Прощай, бедная моя любовь. Мне тебя никогда не забыть и никем не заменить. Нелепо пытаться убеждать тебя, что ты была чистой любовью, а эта другая страсть – просто комедия плоти. Всё – плоть, и всё – чистота. Но одно я знаю наверное: с тобой я был счастлив, а теперь я несчастлив с другой. А жизнь будет идти своим чередом. Я буду шутить с приятелями в конторе, и есть вволю (покуда не расстрою желудка), и читать романы, и писать стихи, и следить за биржевыми новостями – в общем, вести себя, как вел себя всегда. Но это не значит, что я буду без тебя счастлив… Всякая подробность, которая напомнит мне о тебе, – неодобрительный взгляд мебели в комнатах, где ты взбивала диванные подушки и разговаривала с кочергою, всякая подробность, которую мы заметили оба, – всегда будет мне казаться створкой раковины, половинкой медяка, а другая – у тебя. Прощай. Уходи, уходи. Не пиши. Выходи за Чарли или другого какого хорошего человека с трубкой во рту. Покамест забудь обо мне, но вспомни потом, когда горькое забудется. Это пятно не от слезы. Сломалось самоточное перо, и вот пишу этим гадким, в гадком этом номере. Жара стоит неимоверная, а я еще не кончил дела, которое должен „привести к удовлетворительному завершению“, по выражению этого болвана Мортимера. Кажется, у тебя одна или две мои книги – но это не имеет значения. Очень прошу тебя – не пиши. Л.».
Если из этого вымышленного письма вычесть все, что касается лично его предполагаемого автора, то в нем, вероятно, останется много такого, что Севастьян мог чувствовать по отношению к Клэр, и даже такого, что он мог ей написать. У него был своеобразный обычай наделять самых несуразных своих героев той или другой мыслью, или впечатлением, или желанием, которые могли бы занимать его самого. Письмо его героя, возможно, заключало в себе в зашифрованном виде несколько правдивых признаний о его отношениях с Клэр. Но не могу назвать другого писателя, искусство которого до такой степени озадачивало бы – во всяком случае меня, который хотел бы разглядеть в писателе подлинного человека. Трудно различить свет частной правды в мерцании воображенного мира, но еще труднее понять то
Севастьян вернулся в Лондон в начале 1930 года и слег после серьезного сердечного приступа.
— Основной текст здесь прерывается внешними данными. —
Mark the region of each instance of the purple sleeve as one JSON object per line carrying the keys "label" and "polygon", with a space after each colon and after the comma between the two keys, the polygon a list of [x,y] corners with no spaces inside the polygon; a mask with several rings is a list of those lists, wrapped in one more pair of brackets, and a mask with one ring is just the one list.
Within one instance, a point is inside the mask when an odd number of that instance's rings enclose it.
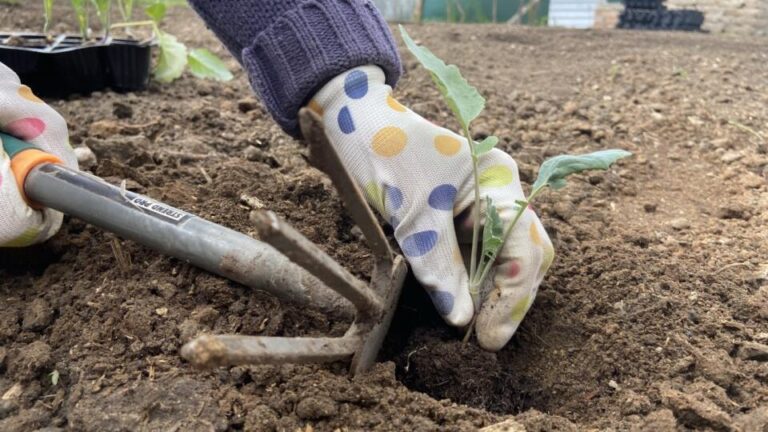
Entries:
{"label": "purple sleeve", "polygon": [[326,82],[351,68],[400,77],[389,27],[370,0],[190,0],[248,72],[272,117],[299,134],[298,112]]}

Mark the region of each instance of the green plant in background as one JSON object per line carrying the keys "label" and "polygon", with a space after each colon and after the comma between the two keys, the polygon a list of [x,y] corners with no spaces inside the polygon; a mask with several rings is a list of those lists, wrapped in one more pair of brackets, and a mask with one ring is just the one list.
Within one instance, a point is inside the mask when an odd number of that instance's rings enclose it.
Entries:
{"label": "green plant in background", "polygon": [[[586,155],[561,155],[546,160],[539,169],[539,176],[533,184],[531,193],[524,200],[516,202],[517,209],[512,221],[505,227],[499,217],[499,213],[493,201],[485,198],[485,225],[483,228],[482,250],[480,247],[480,207],[483,198],[480,196],[480,181],[478,177],[479,158],[491,151],[499,139],[489,136],[481,142],[475,142],[470,132],[470,124],[485,109],[485,99],[461,76],[459,68],[455,65],[446,65],[427,48],[417,45],[408,35],[408,32],[400,26],[400,33],[405,45],[419,60],[421,65],[429,71],[432,81],[445,99],[448,107],[456,116],[462,128],[462,133],[467,139],[472,157],[472,176],[474,182],[474,207],[472,228],[472,255],[469,268],[469,291],[475,306],[475,312],[481,305],[480,287],[483,285],[488,273],[493,266],[504,242],[506,242],[512,228],[523,215],[530,202],[536,198],[545,188],[557,190],[565,186],[565,178],[571,174],[587,170],[605,170],[615,161],[630,156],[631,153],[624,150],[603,150]],[[477,316],[477,313],[475,314]],[[472,332],[470,326],[467,332],[468,339]]]}
{"label": "green plant in background", "polygon": [[[149,17],[148,21],[135,21],[119,23],[112,26],[117,27],[136,27],[151,26],[154,37],[157,39],[160,55],[153,72],[154,78],[163,83],[169,83],[179,78],[185,69],[189,69],[192,75],[198,78],[214,79],[219,81],[229,81],[232,79],[232,73],[224,62],[216,57],[215,54],[205,48],[188,49],[186,45],[179,42],[176,36],[160,29],[163,19],[168,9],[173,6],[185,5],[182,0],[144,0],[144,13]],[[123,6],[131,6],[123,4]],[[131,16],[130,9],[125,11],[126,16]]]}
{"label": "green plant in background", "polygon": [[96,8],[96,16],[99,18],[101,28],[104,29],[104,39],[109,38],[109,25],[112,15],[112,0],[91,0]]}
{"label": "green plant in background", "polygon": [[117,8],[123,21],[130,21],[133,17],[133,0],[117,0]]}
{"label": "green plant in background", "polygon": [[83,41],[88,39],[88,2],[86,0],[71,0],[72,9],[77,16],[77,26],[80,28],[80,35]]}
{"label": "green plant in background", "polygon": [[51,25],[51,17],[53,17],[53,0],[43,0],[43,15],[45,16],[43,33],[48,33],[48,27]]}

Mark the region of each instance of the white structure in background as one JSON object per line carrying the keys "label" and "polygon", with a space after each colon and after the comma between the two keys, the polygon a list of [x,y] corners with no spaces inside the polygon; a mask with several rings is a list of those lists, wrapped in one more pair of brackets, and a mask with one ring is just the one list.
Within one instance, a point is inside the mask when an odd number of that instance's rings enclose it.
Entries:
{"label": "white structure in background", "polygon": [[411,22],[417,17],[420,0],[373,0],[373,3],[389,22]]}
{"label": "white structure in background", "polygon": [[592,28],[595,9],[604,0],[550,0],[550,26],[568,28]]}

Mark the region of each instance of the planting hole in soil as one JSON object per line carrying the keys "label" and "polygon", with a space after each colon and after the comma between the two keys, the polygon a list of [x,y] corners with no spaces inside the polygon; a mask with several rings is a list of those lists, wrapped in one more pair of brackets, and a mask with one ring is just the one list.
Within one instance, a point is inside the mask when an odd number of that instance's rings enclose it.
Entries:
{"label": "planting hole in soil", "polygon": [[[0,29],[39,31],[38,8],[0,5]],[[371,252],[328,178],[192,11],[174,10],[166,24],[224,58],[235,79],[187,74],[140,93],[51,101],[73,146],[95,153],[88,168],[246,234],[251,211],[273,210],[367,281]],[[409,277],[381,362],[367,374],[351,378],[344,363],[197,371],[179,349],[201,333],[341,336],[349,323],[69,218],[43,245],[0,250],[0,430],[471,431],[506,418],[528,430],[760,430],[765,41],[408,30],[486,97],[473,134],[500,138],[526,191],[549,157],[635,154],[534,204],[557,255],[508,346],[462,344]],[[398,100],[458,130],[428,74],[400,49]]]}

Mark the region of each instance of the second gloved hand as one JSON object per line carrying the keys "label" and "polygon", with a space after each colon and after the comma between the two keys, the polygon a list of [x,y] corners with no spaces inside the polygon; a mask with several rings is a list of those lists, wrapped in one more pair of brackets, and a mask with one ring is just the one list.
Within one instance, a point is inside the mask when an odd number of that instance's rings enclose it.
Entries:
{"label": "second gloved hand", "polygon": [[[28,141],[56,155],[70,168],[77,168],[64,119],[2,63],[0,132]],[[59,230],[63,216],[51,209],[31,208],[11,168],[11,159],[0,147],[0,247],[23,247],[47,240]]]}
{"label": "second gloved hand", "polygon": [[[466,140],[399,104],[384,72],[364,66],[326,84],[309,103],[368,201],[395,229],[416,278],[437,311],[467,325],[474,306],[454,218],[474,203],[472,160]],[[493,199],[505,224],[525,198],[512,158],[497,149],[479,161],[480,195]],[[471,218],[470,218],[471,219]],[[471,237],[470,237],[471,241]],[[480,345],[501,349],[533,303],[554,258],[547,233],[526,210],[504,245],[493,290],[477,317]]]}

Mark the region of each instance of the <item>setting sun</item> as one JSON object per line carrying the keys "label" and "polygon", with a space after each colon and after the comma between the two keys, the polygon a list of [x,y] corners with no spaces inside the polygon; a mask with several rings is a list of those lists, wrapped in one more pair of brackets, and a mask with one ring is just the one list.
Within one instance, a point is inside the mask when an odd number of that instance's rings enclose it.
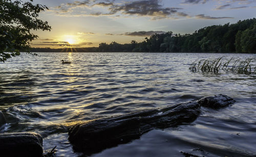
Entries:
{"label": "setting sun", "polygon": [[75,40],[71,38],[67,39],[67,41],[70,44],[74,44],[75,42]]}

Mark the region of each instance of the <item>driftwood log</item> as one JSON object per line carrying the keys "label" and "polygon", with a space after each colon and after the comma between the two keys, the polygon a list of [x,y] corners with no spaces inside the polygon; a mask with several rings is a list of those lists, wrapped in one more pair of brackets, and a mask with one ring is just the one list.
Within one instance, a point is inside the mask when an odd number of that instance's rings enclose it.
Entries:
{"label": "driftwood log", "polygon": [[193,122],[199,115],[201,106],[216,109],[234,101],[232,98],[220,94],[196,101],[97,119],[73,126],[69,131],[69,139],[75,151],[90,154],[138,139],[154,128]]}
{"label": "driftwood log", "polygon": [[42,156],[42,138],[34,133],[0,134],[1,156]]}

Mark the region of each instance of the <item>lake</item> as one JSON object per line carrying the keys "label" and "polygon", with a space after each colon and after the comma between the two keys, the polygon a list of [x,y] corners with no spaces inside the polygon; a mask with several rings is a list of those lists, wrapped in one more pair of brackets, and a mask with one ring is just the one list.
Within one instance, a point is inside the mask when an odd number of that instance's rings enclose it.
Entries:
{"label": "lake", "polygon": [[[35,132],[56,156],[77,156],[67,128],[76,123],[223,94],[237,102],[201,108],[191,123],[154,129],[139,139],[93,156],[256,155],[256,74],[221,70],[193,72],[201,59],[237,54],[44,53],[22,54],[0,63],[0,110],[8,124],[0,132]],[[72,62],[62,65],[61,60]],[[255,66],[255,65],[254,65]]]}

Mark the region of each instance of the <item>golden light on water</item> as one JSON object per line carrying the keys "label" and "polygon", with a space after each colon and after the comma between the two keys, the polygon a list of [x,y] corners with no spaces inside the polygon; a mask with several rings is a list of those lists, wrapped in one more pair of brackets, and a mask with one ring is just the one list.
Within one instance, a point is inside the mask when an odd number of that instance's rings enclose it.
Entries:
{"label": "golden light on water", "polygon": [[71,38],[67,39],[67,41],[70,44],[73,44],[75,43],[75,40]]}

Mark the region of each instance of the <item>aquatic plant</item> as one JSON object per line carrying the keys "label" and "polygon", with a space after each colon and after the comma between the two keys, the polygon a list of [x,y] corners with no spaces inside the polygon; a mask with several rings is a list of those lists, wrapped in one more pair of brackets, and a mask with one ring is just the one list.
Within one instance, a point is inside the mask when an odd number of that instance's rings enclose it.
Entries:
{"label": "aquatic plant", "polygon": [[255,61],[256,58],[236,60],[233,57],[227,59],[222,57],[214,59],[195,61],[191,64],[189,69],[193,72],[201,71],[203,72],[217,73],[220,70],[223,70],[239,73],[251,74],[255,73],[256,72]]}

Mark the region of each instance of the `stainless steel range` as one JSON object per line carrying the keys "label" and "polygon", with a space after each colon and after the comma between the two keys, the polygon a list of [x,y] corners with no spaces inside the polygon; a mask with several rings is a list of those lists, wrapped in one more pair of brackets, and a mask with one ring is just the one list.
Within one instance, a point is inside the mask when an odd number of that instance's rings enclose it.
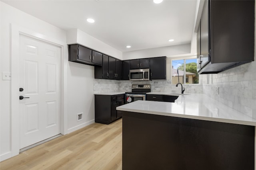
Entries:
{"label": "stainless steel range", "polygon": [[132,92],[125,93],[126,104],[136,100],[146,100],[146,93],[151,91],[150,84],[132,84]]}

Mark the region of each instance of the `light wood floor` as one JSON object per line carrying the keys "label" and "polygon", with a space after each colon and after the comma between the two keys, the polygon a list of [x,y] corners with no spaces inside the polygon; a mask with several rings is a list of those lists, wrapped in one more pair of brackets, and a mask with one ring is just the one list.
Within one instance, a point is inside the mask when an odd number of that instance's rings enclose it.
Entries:
{"label": "light wood floor", "polygon": [[4,170],[121,170],[122,121],[93,123],[0,162]]}

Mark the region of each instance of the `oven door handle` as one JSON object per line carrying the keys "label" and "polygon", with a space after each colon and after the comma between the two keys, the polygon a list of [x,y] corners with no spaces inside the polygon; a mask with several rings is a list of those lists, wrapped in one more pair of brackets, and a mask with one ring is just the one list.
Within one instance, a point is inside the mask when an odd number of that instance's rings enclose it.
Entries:
{"label": "oven door handle", "polygon": [[146,94],[126,94],[126,96],[128,97],[144,97],[146,96]]}

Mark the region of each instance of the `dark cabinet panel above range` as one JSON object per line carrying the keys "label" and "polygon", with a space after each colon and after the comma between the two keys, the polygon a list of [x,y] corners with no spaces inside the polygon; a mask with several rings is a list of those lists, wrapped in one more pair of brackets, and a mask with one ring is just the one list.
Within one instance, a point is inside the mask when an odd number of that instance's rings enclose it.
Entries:
{"label": "dark cabinet panel above range", "polygon": [[149,68],[149,59],[131,60],[130,61],[130,69],[131,70]]}

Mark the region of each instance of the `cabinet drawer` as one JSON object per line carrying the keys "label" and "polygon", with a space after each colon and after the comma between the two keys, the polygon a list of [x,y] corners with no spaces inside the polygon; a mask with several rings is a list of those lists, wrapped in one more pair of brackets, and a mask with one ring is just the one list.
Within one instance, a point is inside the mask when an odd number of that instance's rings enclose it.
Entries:
{"label": "cabinet drawer", "polygon": [[163,101],[163,95],[147,94],[147,100],[161,102]]}
{"label": "cabinet drawer", "polygon": [[116,100],[119,100],[124,98],[124,94],[118,94],[116,95]]}

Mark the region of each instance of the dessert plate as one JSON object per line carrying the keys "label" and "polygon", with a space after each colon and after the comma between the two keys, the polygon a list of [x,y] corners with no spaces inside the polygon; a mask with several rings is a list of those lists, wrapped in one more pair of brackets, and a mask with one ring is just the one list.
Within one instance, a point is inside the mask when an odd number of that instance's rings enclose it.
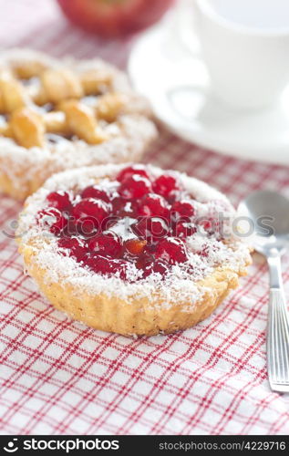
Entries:
{"label": "dessert plate", "polygon": [[289,87],[275,106],[263,109],[237,109],[215,99],[191,22],[184,10],[182,16],[173,10],[139,37],[129,61],[135,88],[150,99],[159,119],[186,140],[289,165]]}

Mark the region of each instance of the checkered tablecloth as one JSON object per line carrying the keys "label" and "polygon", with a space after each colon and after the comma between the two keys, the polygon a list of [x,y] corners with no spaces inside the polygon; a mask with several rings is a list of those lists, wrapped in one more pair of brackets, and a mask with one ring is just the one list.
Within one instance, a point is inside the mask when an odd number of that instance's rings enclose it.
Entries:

Каким-то образом он продолжал писать «Забытые вещи»: надо думать, это была самая легкая из его книг. Нужно еще учесть, в связи с последующим, что раньше Клэр сама устраивала его литературные дела. После нее они пришли в немыслимо запутанное состояние. Севастьян понятия не имел, в каком положении были его отношения с тем или другим издателем. Он был до такой степени безтолков, крайне несведущ, безнадежно неспособен запомнить ни одного имени или адреса или куда он что положил, что теперь он то и дело попадал впросак. Интересно, что, когда Клэр заправляла делами Севастьяна, вместо ее девичьей забывчивости появлялись совершенная четкость и упорство в достижении цели; но теперь пошла полная неразбериха.
Он никогда не умел печатать на машинке, а теперь нервы у него были слишком натянуты, чтобы выучиться. «Веселая гора» вышла одновременно в двух американских журналах, и Севастьян хоть убей не мог вспомнить, как это он умудрился продать повесть двум разным лицам. Потом возникли осложнения в сношениях с человеком, который хотел, чтобы «Успех» был переделан для кинематографа, и уже выплатил Севастьяну аванс (чего он и не заметил, потому что прочитывал письма рассеянно) за укороченный и «более напряженный» вариант, чего Севастьян не стал бы делать ни под каким видом. «Грань призмы» опять поступила в продажу, но Севастьян об этом едва ли догадывался. На приглашения он не отвечал. Номера телефонов оказывались галлюцинациями, и изматывающие розыски конверта, на котором он нацарапал какой-нибудь номер, утомляли больше, чем сочинение целой главы. А кроме того, его ум блуждал, следуя за отсутствующей любовницей, ожидая, когда она позовет, – и она звала, а не то он сам не выдерживал неизвестности и срывался с места; Рой Карсвел однажды видел, как он садился в пульмановский вагон, – исхудалый, в долгополом макинтоше и в ночных туфлях.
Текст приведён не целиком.